The quantity and quality of your sleep has a profound effect on your life – whether you want to admit it or not.
Today, we’re going to share 6 simple tips from Dr. Oz on how you can sleep and wake up refreshed (naturally).
Why Sleep Matters
As we mentioned, sleep has so much to do with how you feel and how you are able to perform physically – whether you are an athlete or not.
One of the reasons is because of the connection to human growth hormones and sleep. In short, human growth hormone is released by the brain into your bloodstream while you sleep. This hormone is responsible for repairs and restoration of your body – meaning it’s critical for your physical well-being.
So when you’re deprived of sleep, it’s your body that pays the price.
This is true at any age. Just because you’re an adult now doesn’t mean that your body is designed to be sleep deprived. Below is a look at the ideal amount of sleep you should get based on your age from livescience.com
So how can you sleep better and actually feel refreshed? Try these tips:
1. Dim The Lights BEFORE Bedtime
Most people sleep in the dark, but did you know that dimming the lights about 30 minutes before you go to bed will help you fall to sleep faster?
As Dr. Oz points out, we don’t really “fall” to sleep as the cliche goes, but rather we tend to glide into sleep, meaning it is a gradual process.

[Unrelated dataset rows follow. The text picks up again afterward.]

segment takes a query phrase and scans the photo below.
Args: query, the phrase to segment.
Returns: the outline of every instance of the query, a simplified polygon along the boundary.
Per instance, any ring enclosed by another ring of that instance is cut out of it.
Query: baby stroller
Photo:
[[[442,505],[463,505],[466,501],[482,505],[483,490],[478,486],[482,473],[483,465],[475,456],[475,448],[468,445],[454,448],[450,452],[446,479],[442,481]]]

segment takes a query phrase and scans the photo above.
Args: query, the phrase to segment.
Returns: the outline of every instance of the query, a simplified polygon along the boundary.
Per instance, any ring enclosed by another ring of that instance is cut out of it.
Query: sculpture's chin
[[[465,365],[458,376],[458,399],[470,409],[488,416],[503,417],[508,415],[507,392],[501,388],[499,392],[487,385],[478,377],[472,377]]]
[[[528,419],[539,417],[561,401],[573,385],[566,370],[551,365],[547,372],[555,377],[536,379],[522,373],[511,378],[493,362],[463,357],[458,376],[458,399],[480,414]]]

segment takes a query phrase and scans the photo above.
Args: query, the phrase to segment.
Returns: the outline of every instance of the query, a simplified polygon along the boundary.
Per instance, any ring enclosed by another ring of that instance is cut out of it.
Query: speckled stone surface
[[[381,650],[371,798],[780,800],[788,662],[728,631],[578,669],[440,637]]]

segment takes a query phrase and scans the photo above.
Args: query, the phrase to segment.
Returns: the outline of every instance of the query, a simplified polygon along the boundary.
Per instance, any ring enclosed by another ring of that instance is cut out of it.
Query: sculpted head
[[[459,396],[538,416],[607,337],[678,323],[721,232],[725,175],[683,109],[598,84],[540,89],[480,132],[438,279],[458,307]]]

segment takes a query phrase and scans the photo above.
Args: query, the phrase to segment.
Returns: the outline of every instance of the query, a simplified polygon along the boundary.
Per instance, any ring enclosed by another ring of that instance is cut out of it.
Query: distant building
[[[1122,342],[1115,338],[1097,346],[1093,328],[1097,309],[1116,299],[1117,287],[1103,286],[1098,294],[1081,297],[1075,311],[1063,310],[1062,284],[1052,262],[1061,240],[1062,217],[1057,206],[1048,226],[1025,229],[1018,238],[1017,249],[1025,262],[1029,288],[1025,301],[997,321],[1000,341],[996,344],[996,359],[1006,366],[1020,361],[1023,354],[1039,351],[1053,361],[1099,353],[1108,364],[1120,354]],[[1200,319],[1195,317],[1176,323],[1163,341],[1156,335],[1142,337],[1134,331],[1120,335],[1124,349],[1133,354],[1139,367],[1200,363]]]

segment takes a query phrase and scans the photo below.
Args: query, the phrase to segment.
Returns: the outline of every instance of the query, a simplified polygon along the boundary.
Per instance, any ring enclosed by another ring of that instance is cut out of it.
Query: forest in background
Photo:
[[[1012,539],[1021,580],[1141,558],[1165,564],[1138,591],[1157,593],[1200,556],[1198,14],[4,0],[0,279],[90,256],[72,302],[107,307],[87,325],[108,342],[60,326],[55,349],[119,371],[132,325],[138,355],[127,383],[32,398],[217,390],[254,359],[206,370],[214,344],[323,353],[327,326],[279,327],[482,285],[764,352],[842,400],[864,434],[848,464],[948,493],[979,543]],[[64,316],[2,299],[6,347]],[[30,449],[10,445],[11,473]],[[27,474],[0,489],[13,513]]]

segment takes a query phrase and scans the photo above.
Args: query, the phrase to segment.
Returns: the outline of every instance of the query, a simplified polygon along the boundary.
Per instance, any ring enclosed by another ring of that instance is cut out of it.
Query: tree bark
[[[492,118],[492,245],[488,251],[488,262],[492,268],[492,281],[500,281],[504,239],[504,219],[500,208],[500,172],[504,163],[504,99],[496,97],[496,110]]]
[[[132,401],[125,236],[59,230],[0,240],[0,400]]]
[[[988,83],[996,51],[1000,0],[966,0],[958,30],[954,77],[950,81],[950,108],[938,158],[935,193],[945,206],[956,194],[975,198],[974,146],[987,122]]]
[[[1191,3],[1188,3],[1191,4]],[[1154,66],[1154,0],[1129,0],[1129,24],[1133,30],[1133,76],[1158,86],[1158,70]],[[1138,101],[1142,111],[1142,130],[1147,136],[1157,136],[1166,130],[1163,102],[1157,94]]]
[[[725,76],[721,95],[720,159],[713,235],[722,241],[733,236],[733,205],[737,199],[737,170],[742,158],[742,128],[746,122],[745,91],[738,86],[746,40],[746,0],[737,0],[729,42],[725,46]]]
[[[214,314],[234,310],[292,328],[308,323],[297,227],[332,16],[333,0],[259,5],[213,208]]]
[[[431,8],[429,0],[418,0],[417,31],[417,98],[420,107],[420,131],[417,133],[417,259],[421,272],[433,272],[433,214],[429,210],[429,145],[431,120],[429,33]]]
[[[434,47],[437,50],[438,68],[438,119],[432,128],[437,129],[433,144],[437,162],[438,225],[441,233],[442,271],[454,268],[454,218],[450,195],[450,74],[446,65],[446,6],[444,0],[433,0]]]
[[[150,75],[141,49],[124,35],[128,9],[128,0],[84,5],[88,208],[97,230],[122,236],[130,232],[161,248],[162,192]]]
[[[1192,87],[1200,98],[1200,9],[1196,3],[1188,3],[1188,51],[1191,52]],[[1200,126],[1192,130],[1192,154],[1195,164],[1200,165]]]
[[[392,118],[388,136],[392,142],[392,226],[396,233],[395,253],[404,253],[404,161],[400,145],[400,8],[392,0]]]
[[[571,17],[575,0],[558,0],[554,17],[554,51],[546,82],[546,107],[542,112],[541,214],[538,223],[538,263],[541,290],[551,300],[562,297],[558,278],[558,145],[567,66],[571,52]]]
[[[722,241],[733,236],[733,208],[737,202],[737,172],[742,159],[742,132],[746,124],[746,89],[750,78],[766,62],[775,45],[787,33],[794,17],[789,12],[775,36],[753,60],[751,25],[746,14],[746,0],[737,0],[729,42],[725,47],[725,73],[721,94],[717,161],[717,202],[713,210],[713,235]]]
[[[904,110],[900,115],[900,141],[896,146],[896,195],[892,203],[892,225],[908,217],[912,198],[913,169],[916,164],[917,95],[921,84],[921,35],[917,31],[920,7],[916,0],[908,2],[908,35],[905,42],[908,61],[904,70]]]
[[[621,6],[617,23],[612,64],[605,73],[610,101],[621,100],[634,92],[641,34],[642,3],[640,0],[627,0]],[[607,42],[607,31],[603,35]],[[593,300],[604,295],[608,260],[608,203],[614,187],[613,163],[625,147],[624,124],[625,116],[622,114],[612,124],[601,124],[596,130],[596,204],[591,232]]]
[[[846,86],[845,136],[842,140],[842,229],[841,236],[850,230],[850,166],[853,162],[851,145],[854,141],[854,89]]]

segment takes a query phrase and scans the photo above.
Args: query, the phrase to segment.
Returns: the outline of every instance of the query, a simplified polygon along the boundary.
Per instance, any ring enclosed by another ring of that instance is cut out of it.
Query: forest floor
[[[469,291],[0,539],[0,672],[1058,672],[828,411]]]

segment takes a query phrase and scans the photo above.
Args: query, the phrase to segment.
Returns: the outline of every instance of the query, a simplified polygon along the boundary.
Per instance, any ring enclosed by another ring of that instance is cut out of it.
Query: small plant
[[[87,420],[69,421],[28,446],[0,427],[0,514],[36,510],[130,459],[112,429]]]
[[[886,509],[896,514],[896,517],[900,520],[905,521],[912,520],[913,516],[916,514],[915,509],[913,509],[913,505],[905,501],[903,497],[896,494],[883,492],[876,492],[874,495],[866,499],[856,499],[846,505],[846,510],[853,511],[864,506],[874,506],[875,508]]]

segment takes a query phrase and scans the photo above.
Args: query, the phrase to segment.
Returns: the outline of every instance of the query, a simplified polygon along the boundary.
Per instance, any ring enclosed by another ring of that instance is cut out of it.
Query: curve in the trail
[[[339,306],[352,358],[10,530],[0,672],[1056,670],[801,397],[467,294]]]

The problem is, most common lights emit a blue light that has a terrible effect on our ability to go to sleep. According to the Harvard Health Letter, these blue lights do a number of things to our body, and none of them are good.
So the most practical solution may be to sit in some dim lighting and read a book, or do something else that tends to calm you down (as long as it doesn’t involve staring at a screen).
2. Drink Tart Cherry Juice
Research done by Louisiana State University found that drinking tart cherry juice helps you to sleep longer.
How much longer?
When compared to their non-juice drinking counterparts, the cherry juice drinkers slept almost 90 minutes longer at night.
The key is the melatonin in the juice that helps relax your body naturally.
If you want to try this out, Dr. Oz suggests you drink your cherry juice instead of eating dessert after dinner – since it takes a couple of hours to kick in.
3. Wear The Right Pajamas
Dr. Oz suggests wearing loose pajamas, but I think the bigger lesson is to wear something that you find comfortable and that fits how you sleep.
Sleep.org lists out different pajama fabrics and how they affect you. For instance, they say cotton is “lightweight and soft to the touch; it’s also breathable, allowing for air circulation, and doesn’t tend to irritate the skin. However, cotton does a poor job of insulating and may make you cold if worn in a cooler climate without adequate blankets.”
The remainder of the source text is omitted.